Solutions only depend "downward" in this picture — process automation can reference apps and both code layers, but the core schema solution never references anything above it. This keeps a schema-only deployment possible without dragging in unrelated app or automation changes.

One home per component, segmented export

DGT-ARC-020 — A given unmanaged component lives in exactly one solution, and tables are added to solutions segmented — selected subcomponents or "include table metadata only", never "Add all assets". The same component in two solutions produces layer and merge conflicts on import; "all assets" drags in every current and future subcomponent and creates dependencies between solutions that nobody chose. See Microsoft's solution-organization guidance.

Naming solutions

Name each layered solution consistently, e.g. <prefix>_<project>_core, <prefix>_<project>_plugins, <prefix>_<project>_app.
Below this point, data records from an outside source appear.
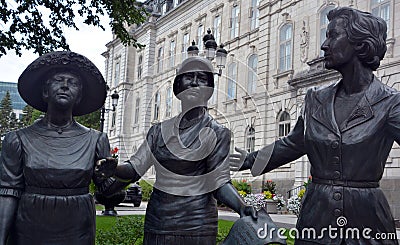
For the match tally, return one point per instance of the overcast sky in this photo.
(89, 41)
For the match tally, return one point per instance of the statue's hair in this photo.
(366, 32)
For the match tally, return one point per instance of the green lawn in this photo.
(128, 230)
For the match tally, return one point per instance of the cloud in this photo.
(89, 41)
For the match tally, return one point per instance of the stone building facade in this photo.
(274, 56)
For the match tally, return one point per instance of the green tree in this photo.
(91, 120)
(39, 25)
(8, 120)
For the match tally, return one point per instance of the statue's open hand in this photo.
(236, 160)
(248, 210)
(105, 168)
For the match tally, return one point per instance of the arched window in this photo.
(323, 25)
(137, 111)
(232, 78)
(172, 53)
(250, 139)
(283, 124)
(252, 74)
(168, 103)
(254, 14)
(160, 55)
(200, 34)
(140, 66)
(214, 98)
(116, 74)
(234, 22)
(232, 142)
(285, 47)
(156, 106)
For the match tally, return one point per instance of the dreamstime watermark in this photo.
(339, 232)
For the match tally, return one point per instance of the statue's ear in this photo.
(45, 93)
(78, 99)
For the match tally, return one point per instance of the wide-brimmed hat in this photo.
(32, 79)
(193, 64)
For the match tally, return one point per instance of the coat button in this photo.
(335, 160)
(337, 196)
(337, 212)
(336, 175)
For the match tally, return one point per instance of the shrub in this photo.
(270, 186)
(147, 189)
(242, 185)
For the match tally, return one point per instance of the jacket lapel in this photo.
(325, 113)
This also keeps dgtp config filters (which can scope code generation to specific solutions) and CI export/import steps readable without a lookup table.

Repositories per component category

Mirroring the solution layering, repositories (or top-level folders within one repository — see Source Control) are typically split along:

mindmap
  root((Project))
    Server-side
      Custom APIs
      Dataverse Plugins
      Workflow Assemblies
    Client-side
      Images
      Form scripts
      PCF controls
    Cloud
      Functions
      Logic Apps
      API Management / Gateways
    Data
      SSIS / Data Factory / Databricks
      Data packages
    Documentation

Whether this is one monorepo or several repositories depends on team size and release cadence — both work, but pick deliberately and document the choice rather than letting it emerge file-by-file.

Managed vs. unmanaged

  • DGT-ARC-030 — Development environments hold the unmanaged solution.
  • Every other environment (test, UAT, production) receives the solution as managed, always — see Power Platform Pipelines and Build Pipeline for how this is enforced by the pipeline rather than left to deployer discipline.
  • Patches and 1:1 layering on top of a managed solution are acceptable for hotfixes, but should be reconciled back into the next full release rather than accumulating indefinitely — use dgtp analyze redundantpatches periodically to catch patches that no longer contain any top-layer components and can be retired. See Reference.